Crashing the Internet

Something interesting happened on the Internet Friday that you may not have noticed. For a fairly brief period of time, about 2% of sites lost their connection (couldn’t communicate with the rest of the Internet.) It was caused by a latent bug in Cisco routers that was triggered by an experiment run by researchers at Duke University with RIPE NCC, Europe’s Internet management organization:

The problem started just before 9 a.m. Greenwich Mean Time Friday and lasted less than half an hour. It was kicked off when RIPE NCC (Reseaux IP Europeens Network Coordination Centre) and Duke ran an experiment that involved the Border Gateway Protocol (BGP) — used by routers to know where to send their traffic on the Internet. RIPE started announcing BGP routes that were configured a little differently from normal because they used an experimental data format. RIPE’s data was soon passed from router to router on the Internet, and within minutes it became clear that this was causing problems.

BGP is the protocol that advertises routes between the 40,000 networks that comprise the Internet, and the specification permits advertisement to carry optional elements called “attributes.” One use of attributes is to display Quality of Service characteristics, but there are others. The attribute that the Duke/RIPE folks were testing was valid enough, but it was something that Cisco routers hadn’t seen before and therefore didn’t know how to process. In a case like this, the router has a couple of choices: it can pass it on or it can ignore it. The Cisco code did the one thing it shouldn’t have done, it corrupted the route and then passed it on. This caused networks downstream from the offending router to break off communication with the network that sent them a bad route. That broke down the routing to 2% of sites.

The researchers suspended their experiment, which restored order, and Cisco quickly issued the following Security Advisory: Cisco IOS XR Software Border Gateway Protocol Vulnerability

Cisco IOS XR Software contains a vulnerability in the Border Gateway Protocol (BGP) feature. The vulnerability manifests itself when a BGP peer announces a prefix with a specific, valid but unrecognized transitive attribute. On receipt of this prefix, the Cisco IOS XR device will corrupt the attribute before sending it to the neighboring devices. Neighboring devices that receive this corrupted update may reset the BGP peering session.

Affected devices running Cisco IOS XR Software corrupt the unrecognized attribute before sending to neighboring devices, but neighboring devices may be running operating systems other than Cisco IOS XR Software and may still reset the BGP peering session after receiving the corrupted update. This is per standards defining the operation of BGP.

Cisco developed a fix that addresses this vulnerability and will be releasing free software maintenance upgrades (SMU) progressively starting 28 August 2010. This advisory will be updated accordingly as fixes become available.

This advisory is posted at http://www.cisco.com/warp/public/707/cisco-sa-20100827-bgp.shtml.

This will happen again.

The BGP protocol is not experiment-friendly, as it lacks a robust data format for experimental attributes.

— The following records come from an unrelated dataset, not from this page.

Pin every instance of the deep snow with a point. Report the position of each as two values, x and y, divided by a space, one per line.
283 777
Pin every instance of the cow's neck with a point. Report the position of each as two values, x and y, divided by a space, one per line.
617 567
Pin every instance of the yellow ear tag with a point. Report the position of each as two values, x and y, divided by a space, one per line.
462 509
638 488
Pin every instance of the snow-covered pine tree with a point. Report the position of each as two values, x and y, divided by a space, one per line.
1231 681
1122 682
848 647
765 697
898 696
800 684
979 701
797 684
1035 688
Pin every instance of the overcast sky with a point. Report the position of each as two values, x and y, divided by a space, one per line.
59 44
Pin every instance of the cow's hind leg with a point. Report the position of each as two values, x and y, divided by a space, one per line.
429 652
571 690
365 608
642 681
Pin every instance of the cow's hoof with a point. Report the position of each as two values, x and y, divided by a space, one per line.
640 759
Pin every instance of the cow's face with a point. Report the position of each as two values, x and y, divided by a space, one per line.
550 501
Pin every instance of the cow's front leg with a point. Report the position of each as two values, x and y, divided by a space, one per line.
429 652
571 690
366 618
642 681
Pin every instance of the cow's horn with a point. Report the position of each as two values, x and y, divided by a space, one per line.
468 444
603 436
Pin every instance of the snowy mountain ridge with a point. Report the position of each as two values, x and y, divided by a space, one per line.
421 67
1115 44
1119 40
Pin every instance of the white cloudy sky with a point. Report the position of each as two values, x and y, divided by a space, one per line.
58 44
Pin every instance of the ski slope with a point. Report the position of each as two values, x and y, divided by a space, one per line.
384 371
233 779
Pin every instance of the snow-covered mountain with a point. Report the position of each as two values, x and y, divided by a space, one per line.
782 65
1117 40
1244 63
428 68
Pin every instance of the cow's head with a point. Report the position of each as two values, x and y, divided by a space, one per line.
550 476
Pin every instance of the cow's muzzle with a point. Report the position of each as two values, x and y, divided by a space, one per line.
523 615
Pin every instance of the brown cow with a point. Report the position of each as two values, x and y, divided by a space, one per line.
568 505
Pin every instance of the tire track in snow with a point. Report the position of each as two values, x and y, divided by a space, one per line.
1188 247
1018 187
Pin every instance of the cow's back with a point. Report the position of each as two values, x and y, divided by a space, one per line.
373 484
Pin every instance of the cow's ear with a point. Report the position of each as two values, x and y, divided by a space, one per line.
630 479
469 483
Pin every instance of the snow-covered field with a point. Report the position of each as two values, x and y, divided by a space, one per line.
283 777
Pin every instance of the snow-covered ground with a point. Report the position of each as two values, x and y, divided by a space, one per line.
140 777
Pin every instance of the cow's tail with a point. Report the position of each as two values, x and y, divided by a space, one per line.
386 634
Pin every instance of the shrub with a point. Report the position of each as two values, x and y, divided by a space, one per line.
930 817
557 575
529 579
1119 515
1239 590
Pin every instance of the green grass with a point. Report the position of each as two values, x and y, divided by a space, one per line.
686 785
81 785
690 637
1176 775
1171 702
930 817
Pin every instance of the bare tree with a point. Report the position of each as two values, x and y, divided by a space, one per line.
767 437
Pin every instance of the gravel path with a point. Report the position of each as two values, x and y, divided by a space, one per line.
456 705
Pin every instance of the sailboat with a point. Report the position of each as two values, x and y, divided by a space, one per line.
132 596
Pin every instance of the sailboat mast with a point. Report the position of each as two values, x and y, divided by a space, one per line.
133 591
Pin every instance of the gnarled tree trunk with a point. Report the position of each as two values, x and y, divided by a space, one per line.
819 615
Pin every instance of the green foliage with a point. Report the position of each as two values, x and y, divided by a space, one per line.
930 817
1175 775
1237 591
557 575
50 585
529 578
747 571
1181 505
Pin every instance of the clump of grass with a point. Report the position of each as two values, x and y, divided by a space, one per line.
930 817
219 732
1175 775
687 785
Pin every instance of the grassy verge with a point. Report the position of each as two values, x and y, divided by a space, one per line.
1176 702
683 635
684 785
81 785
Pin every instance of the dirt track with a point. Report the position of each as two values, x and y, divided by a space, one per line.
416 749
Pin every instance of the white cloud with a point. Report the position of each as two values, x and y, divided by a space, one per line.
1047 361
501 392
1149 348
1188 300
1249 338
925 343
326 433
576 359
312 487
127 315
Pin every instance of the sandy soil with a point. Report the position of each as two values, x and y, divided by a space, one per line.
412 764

The normal way to represent network features that aren’t widely recognized is to house them in a software container that allows systems to skip the entire feature while parsing a stream of bytes. The most common way to do this – and a standard since the days of the OSI protocol work in the 1980s – is with a Type-Length-Value (TLV) envelope. The “Length” part enables a software parser to skip to the next element cleanly when it doesn’t know what to do with the “Type” element, which will be in case in experimental situations.

So the exercise boils down to this: researchers attempting to enrich one of the Internet’s fundamental behaviors, routing, encountered a bug in one of the Internet’s fundamental elements, Cisco software, brought about by the poor specification of one of the Internet’s fundamental protocols, BGP. I hope network operators will apply the patch and that the researchers try again, but the example illustrated some of the inertia in large systems such as the Internet. They can be changed, but slowly and carefully, with steps forward and backward in the process.